The seismic events of the last 18 months have meant technology is now shaping the way everyone work more so than ever before. Whilst many businesses are now returning to some semblance of normality it remains the case that technologies like Zoom, Slack, and others, have cemented their place at the centre of the business communications ecosystem. And in finance, the change has been even more profound, with thousands of FinTech startups seizing the initiative during the pandemic to accelerate the pace of change.

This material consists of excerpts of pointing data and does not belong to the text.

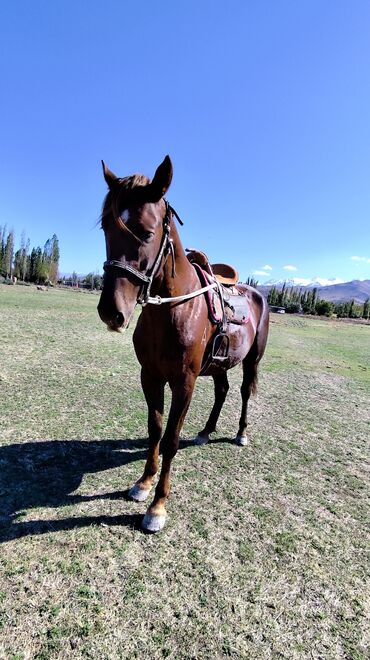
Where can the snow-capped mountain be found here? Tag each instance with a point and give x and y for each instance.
(336, 291)
(302, 281)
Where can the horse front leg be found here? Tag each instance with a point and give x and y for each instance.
(155, 517)
(154, 394)
(221, 384)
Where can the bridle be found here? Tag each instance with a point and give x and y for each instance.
(146, 279)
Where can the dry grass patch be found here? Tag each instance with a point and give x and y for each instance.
(264, 554)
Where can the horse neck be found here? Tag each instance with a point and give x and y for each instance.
(179, 277)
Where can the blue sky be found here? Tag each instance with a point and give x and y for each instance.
(264, 108)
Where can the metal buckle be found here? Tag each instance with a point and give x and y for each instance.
(220, 347)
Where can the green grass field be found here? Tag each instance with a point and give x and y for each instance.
(265, 550)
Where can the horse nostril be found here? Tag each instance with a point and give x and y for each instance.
(119, 319)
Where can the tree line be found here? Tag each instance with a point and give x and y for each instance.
(37, 265)
(297, 301)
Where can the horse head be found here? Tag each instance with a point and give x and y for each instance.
(135, 220)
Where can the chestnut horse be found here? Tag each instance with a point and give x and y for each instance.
(147, 264)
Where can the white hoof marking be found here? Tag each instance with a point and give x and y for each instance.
(199, 440)
(138, 494)
(153, 523)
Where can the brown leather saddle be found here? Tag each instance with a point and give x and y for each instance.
(227, 304)
(228, 301)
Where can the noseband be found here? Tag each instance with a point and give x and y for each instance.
(146, 279)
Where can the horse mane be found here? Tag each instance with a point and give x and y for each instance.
(122, 190)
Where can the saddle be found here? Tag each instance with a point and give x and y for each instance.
(227, 304)
(225, 274)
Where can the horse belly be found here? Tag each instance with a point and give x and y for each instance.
(241, 340)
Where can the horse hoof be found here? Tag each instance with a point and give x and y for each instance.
(200, 440)
(153, 523)
(138, 494)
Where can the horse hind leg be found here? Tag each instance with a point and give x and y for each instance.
(221, 384)
(249, 386)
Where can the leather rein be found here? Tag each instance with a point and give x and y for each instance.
(146, 279)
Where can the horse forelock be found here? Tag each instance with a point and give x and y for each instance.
(125, 192)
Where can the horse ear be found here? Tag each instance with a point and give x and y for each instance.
(108, 175)
(162, 179)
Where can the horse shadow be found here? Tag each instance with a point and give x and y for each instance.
(47, 473)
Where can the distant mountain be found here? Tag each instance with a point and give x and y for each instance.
(303, 281)
(357, 290)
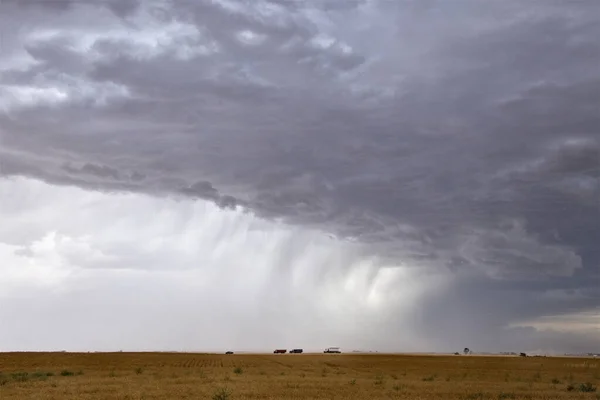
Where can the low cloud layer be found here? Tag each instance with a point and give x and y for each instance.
(455, 140)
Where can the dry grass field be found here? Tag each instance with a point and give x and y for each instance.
(132, 376)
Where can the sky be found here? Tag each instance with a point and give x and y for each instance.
(211, 175)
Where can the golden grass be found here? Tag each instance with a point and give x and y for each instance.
(132, 376)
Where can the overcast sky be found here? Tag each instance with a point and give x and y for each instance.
(219, 174)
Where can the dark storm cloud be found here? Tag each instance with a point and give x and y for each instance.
(462, 136)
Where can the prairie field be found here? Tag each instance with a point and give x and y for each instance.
(136, 376)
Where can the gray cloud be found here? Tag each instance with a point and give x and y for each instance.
(456, 136)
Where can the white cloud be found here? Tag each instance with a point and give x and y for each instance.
(131, 271)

But it’s not just digital products that have increased in importance. It’s also the case that a higher proportion of legacy businesses now build their own software in-house. This means software is now more important than ever. It’s become cliche to say that every company is a software company, but it’s also true. And they have identified a shocking gap between leaders in business and the software teams they trust to deliver products. The gap is one of understanding and measurement. Almost nine in ten (89%) executives believe they can accurately measure the performance of software engineering teams. At least 40% of respondents are judging the performance of their teams. This is by using measures like lines of code and story points, both of which are outdated metrics that don’t accurately reflect good software outcomes in the modern age.
They can go further than just finding a gap though. From the data, they can also estimate how much this could be costing each business. To do this they took the average percentage revenue uplift our respondents said they’d achieve with improved software delivery and multiplied it by the respondents’ mean reported revenue. By this measure, the business leaders they spoke to estimate that updating their software delivery practices could be worth £92m per business per year. So, the immediate financial incentive for improvement is clear. But getting these measures right is important for the future success of businesses too. 80% of respondents believe the success of their business relies on the ability of their software engineers.

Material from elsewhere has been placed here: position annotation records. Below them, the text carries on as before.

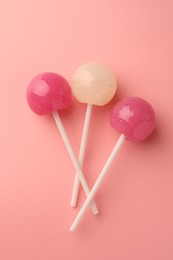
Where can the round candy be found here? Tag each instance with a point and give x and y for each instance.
(48, 92)
(133, 117)
(94, 83)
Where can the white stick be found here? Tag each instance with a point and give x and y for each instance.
(98, 182)
(81, 154)
(73, 158)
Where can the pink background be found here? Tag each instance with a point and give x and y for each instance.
(133, 37)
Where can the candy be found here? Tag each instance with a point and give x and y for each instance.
(47, 93)
(95, 84)
(133, 117)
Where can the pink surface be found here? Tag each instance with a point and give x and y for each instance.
(48, 92)
(135, 39)
(134, 117)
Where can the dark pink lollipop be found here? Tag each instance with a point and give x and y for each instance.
(135, 119)
(47, 93)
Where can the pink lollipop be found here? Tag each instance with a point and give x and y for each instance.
(47, 93)
(135, 119)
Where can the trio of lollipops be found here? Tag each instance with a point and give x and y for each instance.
(94, 84)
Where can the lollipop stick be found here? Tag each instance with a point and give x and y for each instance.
(98, 182)
(81, 154)
(73, 158)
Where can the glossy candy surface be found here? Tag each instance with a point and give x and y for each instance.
(133, 117)
(48, 92)
(94, 83)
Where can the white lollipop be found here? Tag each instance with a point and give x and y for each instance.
(94, 84)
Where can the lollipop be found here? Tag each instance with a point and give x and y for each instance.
(135, 119)
(94, 84)
(47, 93)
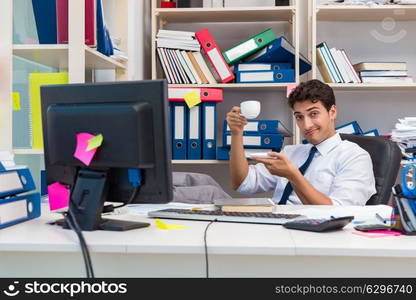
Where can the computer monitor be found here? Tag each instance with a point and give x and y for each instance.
(132, 117)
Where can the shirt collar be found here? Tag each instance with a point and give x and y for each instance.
(329, 144)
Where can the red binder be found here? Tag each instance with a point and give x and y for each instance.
(206, 94)
(214, 54)
(62, 22)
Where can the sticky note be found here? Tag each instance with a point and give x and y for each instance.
(58, 195)
(162, 225)
(192, 98)
(95, 142)
(371, 234)
(290, 88)
(16, 101)
(81, 152)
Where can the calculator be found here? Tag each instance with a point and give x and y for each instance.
(319, 225)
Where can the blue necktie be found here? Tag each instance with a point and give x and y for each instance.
(288, 189)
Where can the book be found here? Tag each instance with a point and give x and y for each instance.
(378, 66)
(386, 79)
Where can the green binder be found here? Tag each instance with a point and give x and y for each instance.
(249, 46)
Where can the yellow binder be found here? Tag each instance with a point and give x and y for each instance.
(36, 80)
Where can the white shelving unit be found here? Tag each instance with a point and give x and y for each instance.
(162, 17)
(74, 57)
(354, 13)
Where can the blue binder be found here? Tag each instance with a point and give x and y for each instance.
(18, 209)
(261, 127)
(280, 50)
(349, 128)
(373, 132)
(45, 17)
(273, 141)
(194, 132)
(15, 182)
(179, 126)
(209, 135)
(274, 76)
(261, 66)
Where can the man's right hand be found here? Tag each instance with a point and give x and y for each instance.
(236, 121)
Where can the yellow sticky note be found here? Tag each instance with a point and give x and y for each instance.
(192, 99)
(95, 142)
(163, 225)
(16, 101)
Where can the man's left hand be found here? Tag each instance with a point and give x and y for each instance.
(279, 165)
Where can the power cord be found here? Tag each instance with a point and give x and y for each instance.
(73, 224)
(206, 248)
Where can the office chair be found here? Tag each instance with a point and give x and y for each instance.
(386, 157)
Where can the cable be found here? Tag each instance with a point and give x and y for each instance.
(133, 195)
(206, 248)
(73, 224)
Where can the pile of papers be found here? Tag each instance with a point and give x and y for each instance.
(405, 136)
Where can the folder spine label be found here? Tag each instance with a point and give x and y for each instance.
(240, 50)
(222, 70)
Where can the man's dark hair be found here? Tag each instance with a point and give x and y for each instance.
(313, 90)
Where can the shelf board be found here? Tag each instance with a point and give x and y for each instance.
(365, 13)
(240, 14)
(198, 161)
(56, 56)
(28, 151)
(235, 85)
(372, 86)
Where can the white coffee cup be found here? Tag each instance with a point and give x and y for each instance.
(250, 109)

A landmark study by the World Bank, the Cambridge Centre for Alternative Finance at the University of Cambridge’s Judge Business School, and World Economic Forum, found strong growth across almost all services in the FinTech market through COVID-19, particularly in emerging markets. All of this rapid growth will require a lot of new software. And in order to really be successful, that software needs to be measured and reported. The best way to do this is by talking to developers. They were shocked to find that around half of the businesses they spoke to do not allow developers to choose their own tools. This is just one example of a lack of empowerment that could be costing companies time and energy. In any case, communication between teams has never been more important. Understanding the knowledge gap between developers and management is the first step to building bridges between these disparate teams to help them all work smarter.